Waiver and Hold Harmless: 
All contestants by signing the entry form agree to hold harmless any and all promoters, tournament directors, agents, agencies and organizations assisting the tournament operation. All contestants agree to waiver all responsibility for death, injuries, damage, liability, theft, fire or loss of any kind to entrants. I have read and understand and agree to abide by the above rules, and by signing the entry form is in fact signing a waiver form. Entry forms must be signed in order to participate.



NTC Qualification: 
Must be a member of the Walleye Federation to qualify for OWF points



BLA Membership: 
Each team must be a member to the BLA ($25 membership fee) prior to the first tournament, any team without a membership after the first tournament will be disqualified.


----------



## cranberrycrusher (May 24, 2009)

The mail in entry deadline is Saturday May 11th for the first tournament. Get your money in. It's a really fun tournament.


----------



## cranberrycrusher (May 24, 2009)

Sorry my mistake you can enter the tournament after the 11th. After the 11th it is cash only with a $10 late fee. So that means you can enter all the way up until the morning of the tournament.


----------



## cranberrycrusher (May 24, 2009)

Just a reminder the first qualifier is this Saturday May 18th. You can pay right at Martha's all the way up to launch on Saturday. It is 100% payback and a great time for everyone. The Walleye were really heating up at Berlin and should be on fire next weekend.


----------



## BigDaddy300 (Nov 1, 2004)

Well they were not on fire but had a good time none the less. Nice seeing some familiar faces and friends. Thanks to Martha and everyone that helped put this on. Hope to be at the next one also.


----------



## cranberrycrusher (May 24, 2009)

Congrats on your 2nd place finish BigDaddy!! I knew you were a team to watch. I would post the results if I had them, but all I know is you got 2nd and I got last!! Haha oh well it was a fun time and I got one heck of a tan!


----------



## BigDaddy300 (Nov 1, 2004)

cranberrycrusher said:


> Congrats on your 2nd place finish BigDaddy!! I knew you were a team to watch. I would post the results if I had them, but all I know is you got 2nd and I got last!! Haha oh well it was a fun time and I got one heck of a tan!
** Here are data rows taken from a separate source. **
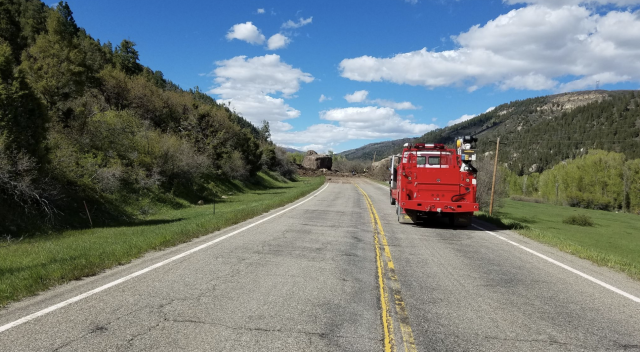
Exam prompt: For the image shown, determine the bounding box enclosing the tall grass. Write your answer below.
[0,174,325,307]
[477,200,640,281]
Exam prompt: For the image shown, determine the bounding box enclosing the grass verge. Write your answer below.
[0,174,325,308]
[477,199,640,281]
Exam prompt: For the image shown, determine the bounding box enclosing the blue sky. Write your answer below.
[66,0,640,153]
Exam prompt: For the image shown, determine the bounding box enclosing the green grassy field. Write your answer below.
[478,199,640,281]
[0,174,325,308]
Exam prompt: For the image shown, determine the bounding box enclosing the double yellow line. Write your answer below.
[354,184,416,352]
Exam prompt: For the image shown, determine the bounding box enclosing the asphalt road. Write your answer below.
[1,178,640,351]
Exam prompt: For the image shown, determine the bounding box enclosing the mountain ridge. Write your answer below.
[341,90,640,174]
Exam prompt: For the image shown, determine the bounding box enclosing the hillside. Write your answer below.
[338,138,415,161]
[344,90,640,175]
[0,0,294,235]
[417,90,640,174]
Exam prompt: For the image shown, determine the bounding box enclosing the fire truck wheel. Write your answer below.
[390,192,396,205]
[452,213,473,227]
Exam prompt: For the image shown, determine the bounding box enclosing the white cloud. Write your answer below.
[447,106,496,126]
[272,107,438,146]
[344,90,369,103]
[499,74,558,91]
[226,22,265,45]
[301,144,329,152]
[447,114,477,126]
[267,33,291,50]
[344,90,418,109]
[257,8,265,14]
[319,94,331,102]
[211,55,313,98]
[282,17,313,29]
[503,0,640,7]
[340,5,640,92]
[208,54,314,127]
[370,99,419,110]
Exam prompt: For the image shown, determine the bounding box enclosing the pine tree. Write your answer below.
[20,6,86,108]
[114,39,143,76]
[0,40,48,162]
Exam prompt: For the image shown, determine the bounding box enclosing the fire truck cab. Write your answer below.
[390,137,479,227]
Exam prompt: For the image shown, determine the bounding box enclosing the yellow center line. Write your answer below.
[355,183,417,352]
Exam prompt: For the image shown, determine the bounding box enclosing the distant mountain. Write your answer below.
[338,138,415,161]
[415,90,640,174]
[340,90,640,175]
[280,147,303,153]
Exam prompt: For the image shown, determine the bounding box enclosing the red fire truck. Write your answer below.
[390,136,479,227]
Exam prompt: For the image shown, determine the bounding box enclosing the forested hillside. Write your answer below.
[416,90,640,174]
[0,0,293,235]
[346,91,640,173]
[338,138,414,161]
[432,91,640,213]
[344,90,640,213]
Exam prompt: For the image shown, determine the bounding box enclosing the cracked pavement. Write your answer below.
[2,180,640,351]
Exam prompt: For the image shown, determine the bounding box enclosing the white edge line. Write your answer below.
[472,224,640,304]
[365,178,640,304]
[0,183,331,333]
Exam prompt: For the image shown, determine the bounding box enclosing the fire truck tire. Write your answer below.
[390,191,396,205]
[405,209,419,223]
[452,213,473,227]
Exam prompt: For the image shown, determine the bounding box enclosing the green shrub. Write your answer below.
[510,195,545,204]
[562,214,595,227]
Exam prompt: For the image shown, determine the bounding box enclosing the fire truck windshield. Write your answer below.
[428,156,440,165]
[404,151,452,168]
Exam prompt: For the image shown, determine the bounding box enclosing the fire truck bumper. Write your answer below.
[399,200,479,214]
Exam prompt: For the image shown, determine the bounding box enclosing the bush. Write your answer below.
[510,195,545,204]
[562,214,595,227]
[566,192,613,211]
[0,141,59,232]
[222,150,249,180]
[273,147,297,180]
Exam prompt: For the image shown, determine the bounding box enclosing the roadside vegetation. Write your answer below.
[0,174,325,308]
[504,150,640,213]
[1,1,299,238]
[477,199,640,281]
[0,0,316,307]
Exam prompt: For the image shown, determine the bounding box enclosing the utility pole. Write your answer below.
[489,137,500,216]
[371,151,377,170]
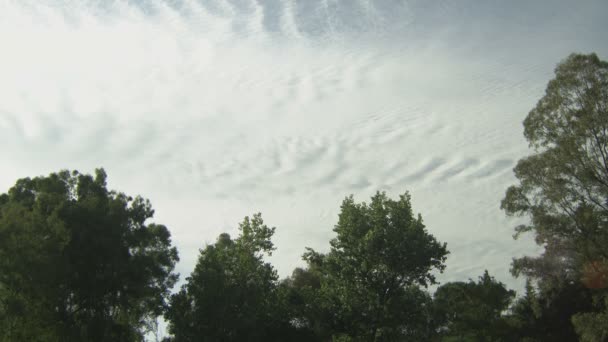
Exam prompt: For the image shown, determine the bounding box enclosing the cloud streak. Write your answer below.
[1,0,607,295]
Thanks! Good seeing you and your dad again. Very nice rig you got! You guys will get them next time.


----------



## mirrocraft mike (Mar 17, 2006)

I also had a great time. Looking forward to the 15th for the 2nd tournament.
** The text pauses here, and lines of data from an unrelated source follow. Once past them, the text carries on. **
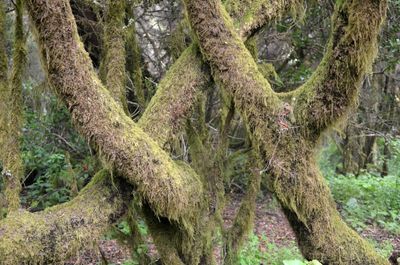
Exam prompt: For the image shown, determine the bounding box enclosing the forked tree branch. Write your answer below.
[184,0,389,264]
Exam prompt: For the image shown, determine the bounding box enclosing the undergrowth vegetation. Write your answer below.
[319,138,400,234]
[0,89,97,211]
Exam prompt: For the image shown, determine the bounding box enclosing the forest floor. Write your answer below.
[68,192,400,265]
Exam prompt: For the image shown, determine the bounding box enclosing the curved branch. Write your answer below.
[139,0,302,147]
[290,0,387,139]
[0,170,131,264]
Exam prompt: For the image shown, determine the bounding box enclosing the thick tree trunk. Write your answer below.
[2,0,377,264]
[184,0,389,264]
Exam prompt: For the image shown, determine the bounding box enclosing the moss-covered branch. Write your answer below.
[1,1,300,264]
[224,0,304,39]
[289,0,387,139]
[0,170,131,264]
[139,0,301,150]
[184,0,389,264]
[26,0,204,228]
[99,0,129,113]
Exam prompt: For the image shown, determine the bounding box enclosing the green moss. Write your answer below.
[1,0,26,212]
[0,170,131,264]
[27,0,206,231]
[125,4,147,110]
[185,0,389,263]
[99,0,129,113]
[287,0,387,140]
[224,0,305,37]
[139,44,210,148]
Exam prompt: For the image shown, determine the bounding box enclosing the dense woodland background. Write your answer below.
[0,0,399,264]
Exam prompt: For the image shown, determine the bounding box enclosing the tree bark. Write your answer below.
[0,0,8,216]
[0,0,350,264]
[0,0,26,213]
[99,0,129,113]
[184,0,389,264]
[0,170,131,264]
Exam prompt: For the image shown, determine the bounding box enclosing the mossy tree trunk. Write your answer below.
[0,0,26,214]
[184,0,389,264]
[0,0,9,216]
[99,0,129,113]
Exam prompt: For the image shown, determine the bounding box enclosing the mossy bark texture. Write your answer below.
[0,2,273,262]
[0,0,8,216]
[0,0,26,213]
[184,0,389,264]
[100,0,129,113]
[0,170,131,264]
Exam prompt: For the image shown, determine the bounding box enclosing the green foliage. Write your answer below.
[369,239,395,258]
[20,92,96,210]
[318,137,400,234]
[327,173,400,234]
[237,233,305,265]
[388,139,400,176]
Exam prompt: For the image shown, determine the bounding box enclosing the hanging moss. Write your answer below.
[168,18,191,61]
[0,0,361,264]
[26,0,206,231]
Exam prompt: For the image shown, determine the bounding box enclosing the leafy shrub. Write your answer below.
[238,233,305,265]
[328,173,400,234]
[21,94,96,210]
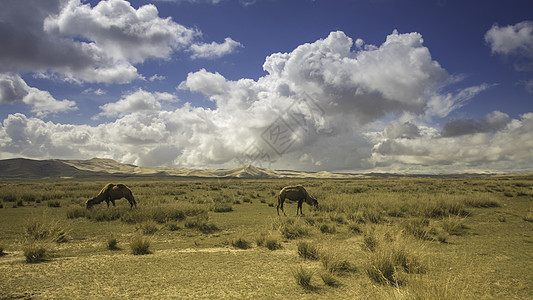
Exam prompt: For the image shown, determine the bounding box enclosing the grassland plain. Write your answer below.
[0,175,532,299]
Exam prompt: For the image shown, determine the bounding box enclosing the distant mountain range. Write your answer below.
[0,157,508,179]
[0,158,369,179]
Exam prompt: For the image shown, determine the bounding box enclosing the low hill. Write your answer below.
[0,157,366,179]
[0,158,95,178]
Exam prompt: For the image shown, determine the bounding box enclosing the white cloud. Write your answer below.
[149,74,166,82]
[44,0,198,63]
[371,112,533,172]
[82,88,107,95]
[485,21,533,57]
[485,21,533,72]
[179,69,228,95]
[190,37,243,59]
[2,30,529,172]
[0,0,240,84]
[97,89,171,118]
[0,73,77,116]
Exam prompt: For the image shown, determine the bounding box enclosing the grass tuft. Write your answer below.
[130,236,151,255]
[24,218,69,243]
[276,218,311,239]
[297,241,319,260]
[320,271,340,287]
[107,236,120,250]
[24,244,47,263]
[364,232,427,285]
[293,266,314,290]
[321,252,356,273]
[136,220,159,235]
[231,237,252,249]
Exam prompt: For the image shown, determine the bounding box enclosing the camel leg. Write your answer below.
[106,199,110,208]
[111,199,116,207]
[297,200,303,216]
[277,196,287,216]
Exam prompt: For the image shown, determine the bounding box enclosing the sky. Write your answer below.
[0,0,532,173]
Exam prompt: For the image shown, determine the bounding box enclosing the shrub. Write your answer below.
[319,223,336,234]
[214,204,233,213]
[297,241,319,260]
[232,237,251,249]
[330,213,348,224]
[524,210,533,223]
[363,208,386,224]
[66,206,87,219]
[256,232,282,250]
[364,234,427,286]
[277,219,311,239]
[403,218,431,240]
[89,208,124,222]
[136,220,159,235]
[47,200,61,208]
[21,194,37,202]
[362,233,379,252]
[320,271,340,287]
[464,197,500,208]
[423,200,469,218]
[107,236,120,250]
[167,222,181,231]
[264,236,283,250]
[185,216,219,234]
[441,216,468,236]
[321,253,356,273]
[348,223,362,234]
[24,244,47,263]
[25,218,69,243]
[293,266,313,290]
[1,193,17,202]
[130,236,151,255]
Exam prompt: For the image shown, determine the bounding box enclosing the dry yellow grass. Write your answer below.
[0,176,532,299]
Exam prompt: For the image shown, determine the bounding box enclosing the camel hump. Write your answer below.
[98,183,115,194]
[279,185,309,197]
[282,185,307,192]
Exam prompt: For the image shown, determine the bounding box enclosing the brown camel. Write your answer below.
[277,185,318,216]
[86,183,136,209]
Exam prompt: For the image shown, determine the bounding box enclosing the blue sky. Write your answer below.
[0,0,532,173]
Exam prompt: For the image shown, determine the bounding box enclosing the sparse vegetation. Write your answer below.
[297,241,319,260]
[107,236,120,250]
[320,271,340,287]
[231,237,251,249]
[293,266,313,290]
[130,235,151,255]
[23,244,48,263]
[0,176,531,299]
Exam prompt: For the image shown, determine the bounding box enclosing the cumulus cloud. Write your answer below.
[0,0,240,84]
[441,111,510,137]
[371,112,533,172]
[485,21,533,72]
[190,37,243,59]
[2,30,528,172]
[96,89,177,118]
[0,73,77,116]
[485,21,533,57]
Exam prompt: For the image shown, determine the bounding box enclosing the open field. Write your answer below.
[0,175,532,299]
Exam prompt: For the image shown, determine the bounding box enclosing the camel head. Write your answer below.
[85,197,98,209]
[308,197,318,208]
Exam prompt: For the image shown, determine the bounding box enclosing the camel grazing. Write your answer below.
[277,185,318,216]
[86,183,136,209]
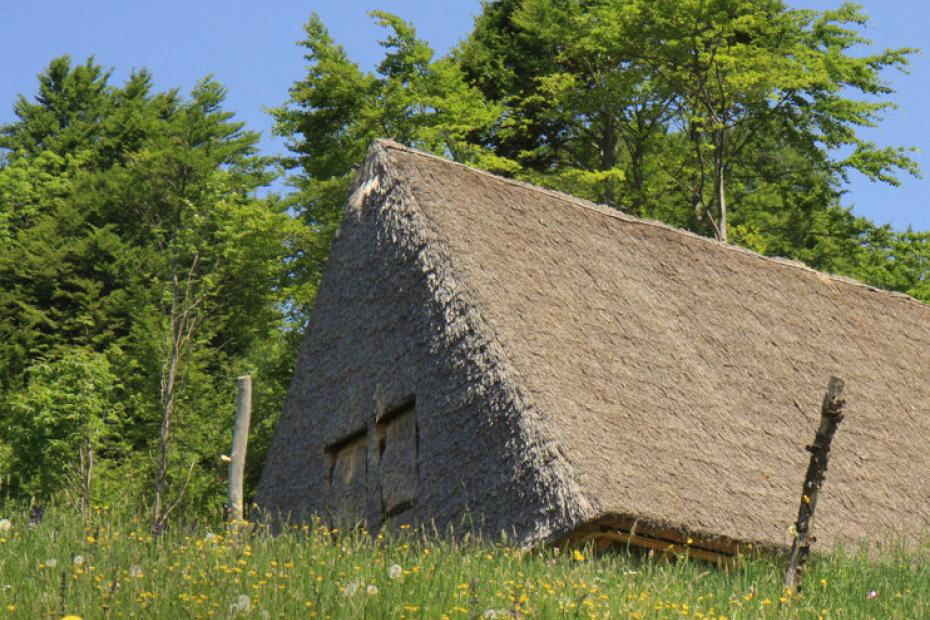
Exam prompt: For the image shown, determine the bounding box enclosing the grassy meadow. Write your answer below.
[0,508,926,619]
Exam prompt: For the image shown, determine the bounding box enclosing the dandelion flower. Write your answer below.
[366,584,379,596]
[72,555,85,567]
[0,519,11,533]
[60,616,82,620]
[389,564,403,579]
[228,594,251,614]
[572,549,585,562]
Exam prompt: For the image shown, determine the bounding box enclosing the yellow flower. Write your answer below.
[572,549,585,562]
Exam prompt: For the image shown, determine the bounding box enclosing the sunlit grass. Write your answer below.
[0,507,926,618]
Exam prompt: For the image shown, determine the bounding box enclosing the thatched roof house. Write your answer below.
[257,139,930,559]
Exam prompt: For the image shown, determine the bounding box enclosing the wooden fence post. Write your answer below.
[228,375,252,524]
[784,376,846,593]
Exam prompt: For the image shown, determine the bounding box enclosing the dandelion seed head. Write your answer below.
[389,564,403,579]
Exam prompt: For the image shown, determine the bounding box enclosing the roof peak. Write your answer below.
[368,138,925,310]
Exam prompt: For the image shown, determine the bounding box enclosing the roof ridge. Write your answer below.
[372,138,927,312]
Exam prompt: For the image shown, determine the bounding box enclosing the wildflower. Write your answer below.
[483,610,498,619]
[73,555,85,566]
[229,594,252,614]
[46,558,58,568]
[204,532,217,543]
[389,564,403,579]
[572,549,585,562]
[29,504,44,525]
[0,519,11,533]
[343,580,361,596]
[867,591,878,600]
[130,565,144,579]
[366,584,379,596]
[61,616,83,620]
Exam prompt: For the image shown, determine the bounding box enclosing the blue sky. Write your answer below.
[2,1,926,230]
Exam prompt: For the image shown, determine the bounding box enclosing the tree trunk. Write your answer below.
[601,114,618,209]
[631,138,645,215]
[689,119,707,232]
[152,273,182,531]
[714,129,728,243]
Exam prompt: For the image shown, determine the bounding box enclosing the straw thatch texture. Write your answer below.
[259,139,930,551]
[257,145,587,542]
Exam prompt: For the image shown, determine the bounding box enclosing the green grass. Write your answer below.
[0,508,926,619]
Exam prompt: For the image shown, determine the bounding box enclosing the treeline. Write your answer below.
[1,0,927,525]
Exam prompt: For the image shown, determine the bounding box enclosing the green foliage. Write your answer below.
[0,508,929,617]
[0,57,305,520]
[853,228,930,302]
[5,350,122,505]
[459,0,920,249]
[272,12,509,318]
Your Right the Bite was tuff. Plenty of cookie cutters 14 1/2 inchers.Finding the box fish was a lot of work that day. Friday our prefish day we would have a bag of 11 lbs. with a couple of 22's Biggest was 3.85lbs. Our spots still produced on Saturday but not like Friday 

Bigdaddy300 didn't know that was you. We were right behind ya taking 3rd place.

We have to meet at the next one.

cranberrycrusher always nice talking to u and your Dad. I agree very nice rig your floating in. 

Good luck at Milton !!! 

Martha and the gang once again put on a fine tournament. Thanks for the food. It hit the spot after a long day on the water


----------



## cranberrycrusher (May 24, 2009)

Mike I didn't know you got third congrats on that!! Glad you made it out and looking forward to the next one as well. About all I can do in that new rig is float LOL!! Eventually I will figure them out. I will need all the luck I can get for Milton thank you!! 

Mike and and Rick I hope you both plan on fishing walleye madness at Milton on the June 23rd. It's a good tournament and a lot of fun.


----------



## BigDaddy300 (Nov 1, 2004)

Mike congrats on the 3rd! Also didn't realize that was you. 

I'm am tossing around the idea of Milton on the 23rd CC. We'll see.


----------